O plano não inclui investimentos, mas a ideia é que haja uma redução de custos fixos, variáveis e de distribuição, bem como um gasto mais eficiente em marketing.

 

A melhorireadequação de gastos ocorre paralelamente ao plano "Push to Pass" da PSA, que propõe, para o Mercosul, o lançamento de 16 novos veículos até 2021.

 

Hoje, Peugeot e Citroën juntas têm uma participação de 2% no mercado brasileiro.
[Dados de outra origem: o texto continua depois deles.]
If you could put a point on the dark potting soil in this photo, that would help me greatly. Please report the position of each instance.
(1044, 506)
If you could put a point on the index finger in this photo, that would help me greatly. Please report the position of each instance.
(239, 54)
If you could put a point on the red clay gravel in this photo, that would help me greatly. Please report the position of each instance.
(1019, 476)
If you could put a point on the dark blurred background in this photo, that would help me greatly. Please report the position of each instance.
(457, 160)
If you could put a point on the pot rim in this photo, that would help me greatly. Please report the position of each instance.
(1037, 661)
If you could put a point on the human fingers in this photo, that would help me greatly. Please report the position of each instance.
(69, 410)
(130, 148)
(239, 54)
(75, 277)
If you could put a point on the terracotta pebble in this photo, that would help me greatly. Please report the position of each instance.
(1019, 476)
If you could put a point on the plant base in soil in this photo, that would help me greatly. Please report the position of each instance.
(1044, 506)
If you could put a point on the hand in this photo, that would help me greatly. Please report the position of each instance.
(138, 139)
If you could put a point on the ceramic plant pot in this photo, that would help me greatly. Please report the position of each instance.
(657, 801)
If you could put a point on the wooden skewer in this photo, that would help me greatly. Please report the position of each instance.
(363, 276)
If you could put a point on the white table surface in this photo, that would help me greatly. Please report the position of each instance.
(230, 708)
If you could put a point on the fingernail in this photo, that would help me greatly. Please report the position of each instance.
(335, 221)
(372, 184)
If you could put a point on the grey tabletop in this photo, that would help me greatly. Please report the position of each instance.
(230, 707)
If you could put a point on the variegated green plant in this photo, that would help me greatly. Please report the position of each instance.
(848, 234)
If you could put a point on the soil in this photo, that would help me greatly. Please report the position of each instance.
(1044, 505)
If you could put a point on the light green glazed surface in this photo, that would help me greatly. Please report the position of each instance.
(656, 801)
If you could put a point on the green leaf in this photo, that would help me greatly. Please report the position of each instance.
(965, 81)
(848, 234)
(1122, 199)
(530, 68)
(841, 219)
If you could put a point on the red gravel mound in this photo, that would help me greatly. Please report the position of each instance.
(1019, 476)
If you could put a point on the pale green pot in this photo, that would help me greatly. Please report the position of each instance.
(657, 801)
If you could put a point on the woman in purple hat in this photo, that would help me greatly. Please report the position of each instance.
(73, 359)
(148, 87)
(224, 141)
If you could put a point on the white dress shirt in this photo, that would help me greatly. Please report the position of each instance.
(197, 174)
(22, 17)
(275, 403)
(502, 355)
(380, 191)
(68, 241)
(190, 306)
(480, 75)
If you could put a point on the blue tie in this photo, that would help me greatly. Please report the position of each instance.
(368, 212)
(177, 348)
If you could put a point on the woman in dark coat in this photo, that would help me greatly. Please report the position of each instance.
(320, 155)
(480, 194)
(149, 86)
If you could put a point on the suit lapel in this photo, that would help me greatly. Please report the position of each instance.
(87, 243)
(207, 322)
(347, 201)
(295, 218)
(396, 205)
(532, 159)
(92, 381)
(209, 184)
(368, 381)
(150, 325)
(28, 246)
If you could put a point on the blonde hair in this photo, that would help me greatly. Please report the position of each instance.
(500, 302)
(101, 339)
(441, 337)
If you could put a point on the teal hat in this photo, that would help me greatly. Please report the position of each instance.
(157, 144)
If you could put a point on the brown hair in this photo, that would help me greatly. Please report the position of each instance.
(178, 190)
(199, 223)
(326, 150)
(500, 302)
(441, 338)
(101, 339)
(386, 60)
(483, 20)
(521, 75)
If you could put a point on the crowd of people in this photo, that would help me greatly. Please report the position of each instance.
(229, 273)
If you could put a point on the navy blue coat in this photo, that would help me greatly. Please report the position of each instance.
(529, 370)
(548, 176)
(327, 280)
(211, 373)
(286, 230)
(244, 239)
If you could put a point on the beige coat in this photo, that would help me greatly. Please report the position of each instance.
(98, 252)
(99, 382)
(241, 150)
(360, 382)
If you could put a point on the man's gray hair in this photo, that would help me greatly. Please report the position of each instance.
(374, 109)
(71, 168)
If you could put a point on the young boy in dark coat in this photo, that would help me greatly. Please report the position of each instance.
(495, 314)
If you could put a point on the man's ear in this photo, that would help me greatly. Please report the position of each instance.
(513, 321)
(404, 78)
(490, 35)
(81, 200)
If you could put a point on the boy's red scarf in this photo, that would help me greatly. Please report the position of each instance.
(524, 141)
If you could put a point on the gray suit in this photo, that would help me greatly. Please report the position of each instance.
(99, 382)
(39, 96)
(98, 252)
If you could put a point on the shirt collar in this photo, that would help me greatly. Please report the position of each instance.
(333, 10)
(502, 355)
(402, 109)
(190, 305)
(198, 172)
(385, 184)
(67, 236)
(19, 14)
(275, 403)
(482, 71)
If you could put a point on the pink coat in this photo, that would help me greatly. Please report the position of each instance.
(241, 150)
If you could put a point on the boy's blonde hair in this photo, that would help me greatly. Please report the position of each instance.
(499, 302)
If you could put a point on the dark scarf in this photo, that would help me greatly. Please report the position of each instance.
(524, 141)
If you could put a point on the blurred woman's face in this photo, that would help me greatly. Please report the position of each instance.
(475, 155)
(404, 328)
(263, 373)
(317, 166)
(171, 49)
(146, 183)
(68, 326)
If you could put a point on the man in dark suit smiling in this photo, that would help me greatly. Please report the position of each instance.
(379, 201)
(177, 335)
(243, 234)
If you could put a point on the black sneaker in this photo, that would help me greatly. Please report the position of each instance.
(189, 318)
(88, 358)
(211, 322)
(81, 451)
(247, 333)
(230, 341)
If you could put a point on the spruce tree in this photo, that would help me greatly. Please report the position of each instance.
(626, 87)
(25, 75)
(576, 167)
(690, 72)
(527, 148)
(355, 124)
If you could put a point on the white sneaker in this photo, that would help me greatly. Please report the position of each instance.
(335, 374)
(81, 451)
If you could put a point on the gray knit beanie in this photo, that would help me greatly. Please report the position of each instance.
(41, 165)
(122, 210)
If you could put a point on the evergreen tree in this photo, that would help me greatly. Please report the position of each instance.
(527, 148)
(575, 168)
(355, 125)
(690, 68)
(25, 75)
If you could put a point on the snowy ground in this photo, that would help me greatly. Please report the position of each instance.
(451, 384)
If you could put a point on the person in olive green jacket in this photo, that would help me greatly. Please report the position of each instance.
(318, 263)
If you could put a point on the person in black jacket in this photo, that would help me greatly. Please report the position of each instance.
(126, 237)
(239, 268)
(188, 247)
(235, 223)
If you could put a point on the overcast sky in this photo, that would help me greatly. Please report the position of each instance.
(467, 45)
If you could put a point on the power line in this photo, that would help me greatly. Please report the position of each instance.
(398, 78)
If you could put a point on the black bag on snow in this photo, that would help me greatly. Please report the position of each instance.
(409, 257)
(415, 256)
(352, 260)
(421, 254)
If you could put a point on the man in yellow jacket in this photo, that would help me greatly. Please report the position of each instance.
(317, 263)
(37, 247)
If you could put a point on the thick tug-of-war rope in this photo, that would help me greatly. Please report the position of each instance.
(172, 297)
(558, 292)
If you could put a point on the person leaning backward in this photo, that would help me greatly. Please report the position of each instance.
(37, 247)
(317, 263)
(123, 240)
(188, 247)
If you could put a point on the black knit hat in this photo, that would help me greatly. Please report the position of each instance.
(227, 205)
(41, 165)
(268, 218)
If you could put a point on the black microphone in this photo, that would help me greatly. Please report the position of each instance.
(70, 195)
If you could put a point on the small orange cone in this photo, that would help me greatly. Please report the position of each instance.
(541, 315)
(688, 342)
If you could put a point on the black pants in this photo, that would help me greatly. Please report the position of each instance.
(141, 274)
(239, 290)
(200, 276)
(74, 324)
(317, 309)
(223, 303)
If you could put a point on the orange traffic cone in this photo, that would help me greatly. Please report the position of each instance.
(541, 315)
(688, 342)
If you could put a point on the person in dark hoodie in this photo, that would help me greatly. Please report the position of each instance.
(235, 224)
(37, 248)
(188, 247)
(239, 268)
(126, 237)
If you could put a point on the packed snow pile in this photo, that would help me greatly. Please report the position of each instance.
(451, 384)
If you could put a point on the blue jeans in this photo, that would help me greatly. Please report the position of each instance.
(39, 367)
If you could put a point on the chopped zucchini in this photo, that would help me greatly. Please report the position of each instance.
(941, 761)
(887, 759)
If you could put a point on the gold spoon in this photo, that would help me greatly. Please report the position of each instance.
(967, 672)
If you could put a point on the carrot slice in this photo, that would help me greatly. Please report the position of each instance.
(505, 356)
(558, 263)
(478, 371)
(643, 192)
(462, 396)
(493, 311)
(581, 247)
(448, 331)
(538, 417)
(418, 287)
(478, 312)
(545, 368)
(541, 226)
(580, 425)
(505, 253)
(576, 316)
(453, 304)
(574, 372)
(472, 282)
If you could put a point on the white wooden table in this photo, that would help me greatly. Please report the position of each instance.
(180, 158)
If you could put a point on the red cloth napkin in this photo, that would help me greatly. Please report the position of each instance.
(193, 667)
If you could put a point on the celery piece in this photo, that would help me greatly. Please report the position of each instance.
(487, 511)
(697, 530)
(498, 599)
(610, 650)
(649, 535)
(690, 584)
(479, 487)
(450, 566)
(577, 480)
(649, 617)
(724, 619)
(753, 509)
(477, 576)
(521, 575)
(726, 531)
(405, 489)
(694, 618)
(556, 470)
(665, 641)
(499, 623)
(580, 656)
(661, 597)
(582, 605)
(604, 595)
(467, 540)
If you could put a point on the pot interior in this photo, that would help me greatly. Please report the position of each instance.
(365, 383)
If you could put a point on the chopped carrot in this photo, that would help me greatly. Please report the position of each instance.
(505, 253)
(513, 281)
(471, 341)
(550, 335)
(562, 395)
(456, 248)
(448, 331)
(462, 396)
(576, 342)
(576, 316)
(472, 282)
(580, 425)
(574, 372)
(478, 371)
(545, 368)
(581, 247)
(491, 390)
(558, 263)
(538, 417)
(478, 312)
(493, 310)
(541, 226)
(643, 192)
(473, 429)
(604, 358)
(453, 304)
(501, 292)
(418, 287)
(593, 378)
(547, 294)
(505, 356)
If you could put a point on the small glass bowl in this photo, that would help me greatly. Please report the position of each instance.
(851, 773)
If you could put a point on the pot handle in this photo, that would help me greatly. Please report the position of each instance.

A ideia é que esse percentual chegue a 5%.

 

A PSA tem um fábrica operando no Brasil desde 2001, em Porto Real (RJ).

 

Cerca de metade dos automóveis fabricados por lá vai para abastecer o mercado argentino, que levou um baque em 2018 com picos de inflação.

 

No Brasil, a operação da PSA opera no vermelho desde 2012.

 

Com a ajuda da Argentina, no entanto, o braço Mercosul vinha fechando com resultado positivo até 2017.

 

O Brasil deixou de perder tanto dinheiro, mas, com a crise no vizinho, 2018 foi um ano de chamado "break even" (quando receitas e despesas quase se equivalem) para a operação no Mercosul.

 

"O plano [Virada Brasil] está produzindo efeitos positivos, ainda não atingimos totalmente os objetivos, mas a situação no país está melhorando, apesar do contexto difícil", disse Tavares.